Dr. Alain Lawo-Sukam is an associate professor of Africana Studies and Hispanic Studies at Texas A&M University and is widely published both as a scholar and as a creative writer. He is the author of the trilingual poetry book Dream of Africa. Rêve d’Afrique. Sueño con África (2013), and the novel Mange-Mil y sus historias de tierra caliente (2017). His work addresses African experiences in the Hispanic Atlantic world and aims toward a vision of Afro-Hispanic studies that incorporates new frontiers of knowledge. He specializes in the history and cultures of Afro-descendants in the Americas, focusing in particular on the Afro-Argentinean, Afro-Colombian, and Afro-Cuban communities and experiences. He has written two scholarly books, La poesía de Guinea Ecuatorial en su contexto colonial y (trans)nacional (2019) and Hacia una poética afro-colombiana: el caso del Pacífico (2010). The recipient of numerous grants and awards in teaching and research, he is also the former chair of the African division of the Modern Language Association.
Spring 2019
Juan Tomás Ávila Laurel (Equatorial Guinea, West Africa) will visit Hofstra on April 10, 2019. He will conduct a writing workshop and will give a public lecture on activism and political dissidence in Africa.
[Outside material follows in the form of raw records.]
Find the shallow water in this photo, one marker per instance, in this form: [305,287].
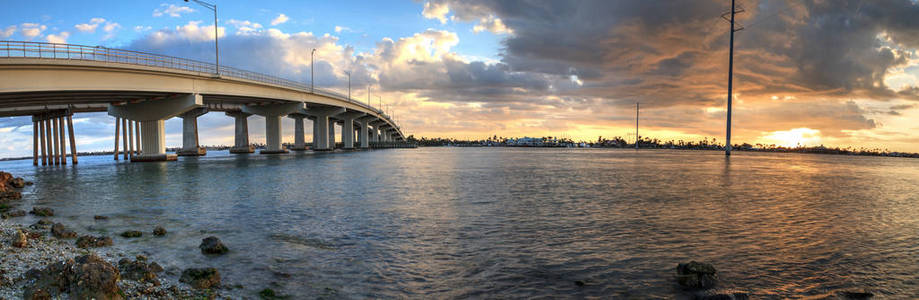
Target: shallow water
[509,222]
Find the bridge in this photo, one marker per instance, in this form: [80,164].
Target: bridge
[51,82]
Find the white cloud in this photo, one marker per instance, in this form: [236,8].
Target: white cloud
[91,26]
[5,33]
[436,11]
[491,24]
[279,20]
[31,30]
[245,27]
[171,10]
[60,38]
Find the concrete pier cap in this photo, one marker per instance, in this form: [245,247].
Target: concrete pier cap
[273,114]
[152,115]
[321,116]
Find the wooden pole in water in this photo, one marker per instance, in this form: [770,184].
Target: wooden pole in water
[41,138]
[54,141]
[73,140]
[124,137]
[130,147]
[117,125]
[34,143]
[137,135]
[60,127]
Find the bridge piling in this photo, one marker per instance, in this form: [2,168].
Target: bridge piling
[190,146]
[241,144]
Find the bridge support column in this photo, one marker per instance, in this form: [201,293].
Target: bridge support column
[273,114]
[322,117]
[190,146]
[152,114]
[347,128]
[241,141]
[299,135]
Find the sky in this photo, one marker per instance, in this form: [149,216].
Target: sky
[814,72]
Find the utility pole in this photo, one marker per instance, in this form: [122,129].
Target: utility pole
[637,138]
[734,11]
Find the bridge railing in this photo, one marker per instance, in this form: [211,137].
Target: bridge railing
[42,50]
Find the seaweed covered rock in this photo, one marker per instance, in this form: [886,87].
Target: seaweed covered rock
[88,241]
[201,278]
[212,245]
[696,275]
[83,277]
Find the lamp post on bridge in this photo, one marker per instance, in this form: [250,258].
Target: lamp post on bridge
[312,78]
[213,7]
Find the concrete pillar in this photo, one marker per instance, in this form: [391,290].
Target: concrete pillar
[332,133]
[34,141]
[152,114]
[117,127]
[190,146]
[73,139]
[347,128]
[273,114]
[299,135]
[241,141]
[63,139]
[321,122]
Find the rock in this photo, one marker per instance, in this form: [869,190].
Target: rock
[13,214]
[856,295]
[159,231]
[60,231]
[696,275]
[20,240]
[212,245]
[83,277]
[139,270]
[201,278]
[132,234]
[87,241]
[17,183]
[42,211]
[41,224]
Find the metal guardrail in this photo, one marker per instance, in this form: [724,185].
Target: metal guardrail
[42,50]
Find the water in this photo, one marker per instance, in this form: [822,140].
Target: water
[510,223]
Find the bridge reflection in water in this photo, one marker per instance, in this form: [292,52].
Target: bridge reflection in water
[51,82]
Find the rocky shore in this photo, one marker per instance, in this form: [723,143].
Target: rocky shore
[49,260]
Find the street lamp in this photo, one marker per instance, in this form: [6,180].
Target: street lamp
[213,7]
[312,79]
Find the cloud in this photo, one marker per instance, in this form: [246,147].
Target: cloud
[60,38]
[31,30]
[8,31]
[436,10]
[281,19]
[91,26]
[171,10]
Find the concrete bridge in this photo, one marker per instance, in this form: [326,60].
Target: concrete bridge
[51,82]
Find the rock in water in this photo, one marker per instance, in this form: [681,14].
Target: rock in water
[20,240]
[139,270]
[159,231]
[42,211]
[696,275]
[84,277]
[212,245]
[60,231]
[87,241]
[201,278]
[131,234]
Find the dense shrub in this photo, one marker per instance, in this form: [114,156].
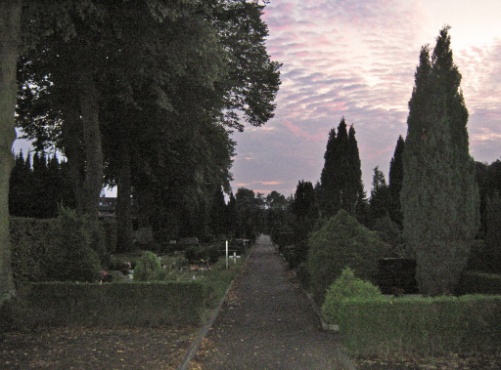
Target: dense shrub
[387,230]
[406,328]
[344,287]
[132,304]
[295,254]
[474,282]
[110,234]
[30,239]
[72,257]
[202,254]
[342,242]
[148,268]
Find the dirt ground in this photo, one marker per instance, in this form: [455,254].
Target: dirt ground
[84,348]
[266,323]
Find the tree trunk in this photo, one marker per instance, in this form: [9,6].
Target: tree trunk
[125,233]
[10,21]
[89,109]
[72,136]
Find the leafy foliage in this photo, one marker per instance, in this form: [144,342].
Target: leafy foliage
[347,285]
[72,257]
[148,267]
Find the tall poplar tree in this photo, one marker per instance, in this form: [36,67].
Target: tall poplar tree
[439,194]
[10,36]
[396,177]
[341,179]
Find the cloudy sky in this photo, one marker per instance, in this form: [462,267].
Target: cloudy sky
[357,58]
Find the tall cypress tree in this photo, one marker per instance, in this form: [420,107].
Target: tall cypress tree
[439,195]
[328,191]
[396,176]
[341,179]
[354,194]
[379,203]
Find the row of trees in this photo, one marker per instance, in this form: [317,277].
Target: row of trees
[140,94]
[39,186]
[437,201]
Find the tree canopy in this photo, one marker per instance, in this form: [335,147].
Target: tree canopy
[439,195]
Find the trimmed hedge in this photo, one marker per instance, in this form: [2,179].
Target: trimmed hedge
[342,242]
[474,282]
[401,328]
[345,287]
[30,239]
[130,304]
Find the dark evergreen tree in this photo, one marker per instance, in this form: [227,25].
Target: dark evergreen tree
[353,192]
[328,194]
[396,176]
[341,178]
[21,188]
[231,216]
[439,195]
[380,201]
[493,233]
[218,214]
[277,210]
[304,209]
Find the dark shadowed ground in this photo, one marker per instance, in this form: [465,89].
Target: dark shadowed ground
[267,322]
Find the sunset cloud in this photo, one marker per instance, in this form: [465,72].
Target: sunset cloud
[357,59]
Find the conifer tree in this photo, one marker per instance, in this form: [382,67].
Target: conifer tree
[328,194]
[439,195]
[354,194]
[341,178]
[396,176]
[379,203]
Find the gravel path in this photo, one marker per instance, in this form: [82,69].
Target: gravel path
[267,322]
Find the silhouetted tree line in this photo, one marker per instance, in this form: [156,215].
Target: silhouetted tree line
[38,186]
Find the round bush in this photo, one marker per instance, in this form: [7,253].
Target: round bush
[148,268]
[342,242]
[344,287]
[71,257]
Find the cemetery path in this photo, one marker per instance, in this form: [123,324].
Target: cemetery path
[267,322]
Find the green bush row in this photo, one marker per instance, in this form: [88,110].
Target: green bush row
[43,249]
[30,239]
[473,282]
[130,304]
[403,328]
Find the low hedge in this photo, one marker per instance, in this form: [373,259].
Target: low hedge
[30,239]
[403,328]
[473,282]
[130,304]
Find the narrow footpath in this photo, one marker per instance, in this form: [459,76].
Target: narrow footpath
[267,322]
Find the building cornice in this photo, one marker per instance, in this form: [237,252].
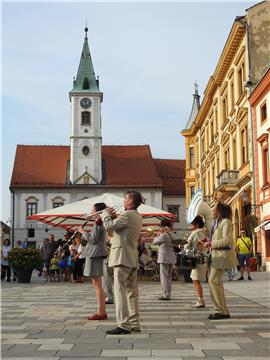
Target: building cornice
[261,89]
[232,44]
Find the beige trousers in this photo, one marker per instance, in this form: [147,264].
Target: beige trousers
[126,297]
[217,291]
[166,279]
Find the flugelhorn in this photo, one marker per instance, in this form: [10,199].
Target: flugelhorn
[88,217]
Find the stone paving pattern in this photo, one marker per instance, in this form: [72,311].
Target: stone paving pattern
[48,321]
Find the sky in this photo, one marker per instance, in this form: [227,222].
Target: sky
[147,55]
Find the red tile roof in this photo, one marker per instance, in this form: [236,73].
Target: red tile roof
[46,166]
[172,173]
[125,165]
[40,166]
[129,165]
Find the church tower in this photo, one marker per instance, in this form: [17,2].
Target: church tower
[85,139]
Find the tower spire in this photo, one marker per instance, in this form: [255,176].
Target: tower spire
[195,106]
[85,80]
[86,29]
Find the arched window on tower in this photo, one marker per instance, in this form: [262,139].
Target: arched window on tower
[86,118]
[31,206]
[57,201]
[85,84]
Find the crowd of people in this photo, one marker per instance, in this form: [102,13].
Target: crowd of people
[114,277]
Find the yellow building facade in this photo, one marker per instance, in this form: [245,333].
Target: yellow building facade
[219,136]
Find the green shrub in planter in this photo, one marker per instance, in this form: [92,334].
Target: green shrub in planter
[25,259]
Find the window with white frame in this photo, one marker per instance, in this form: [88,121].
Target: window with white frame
[31,206]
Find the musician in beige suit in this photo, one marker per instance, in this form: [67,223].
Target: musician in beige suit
[223,257]
[123,258]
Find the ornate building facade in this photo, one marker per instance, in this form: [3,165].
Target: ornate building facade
[260,104]
[219,133]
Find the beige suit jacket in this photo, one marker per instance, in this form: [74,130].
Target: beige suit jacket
[222,237]
[126,231]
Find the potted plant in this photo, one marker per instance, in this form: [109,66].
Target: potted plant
[24,261]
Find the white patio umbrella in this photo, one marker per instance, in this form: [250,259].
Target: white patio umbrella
[74,215]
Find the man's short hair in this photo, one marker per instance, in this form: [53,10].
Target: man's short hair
[136,197]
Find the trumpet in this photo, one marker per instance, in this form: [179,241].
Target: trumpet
[89,217]
[114,209]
Juan Tomás Ávila Laurel is an internationally known writer, blogger, and activist from Equatorial Guinea, now living between Barcelona and Malabo because of his opposition to the 40-year-long dictatorship of Teodoro Obiang Nguema Mbasogo in his country (Obiang has been in office since he overthrew his uncle Francisco Macías Nguema from power in 1979). Ávila Laurel is the author of more than 20 books (novels, essays, poetry, plays, and short stories) which have been translated into numerous languages, including English, French, and Finnish. One of his latest novels, By Night the Mountain Burns (And Other Stories Press, 2014) narrates his childhood in the small South Atlantic island of Annobón, while The Gurugu Pledge (And Other Stories Press, 2017) tells the stories of African migrants in their attempt to arrive to the shores of Europe and provides a reflection on decolonization and dictatorships on the continent today.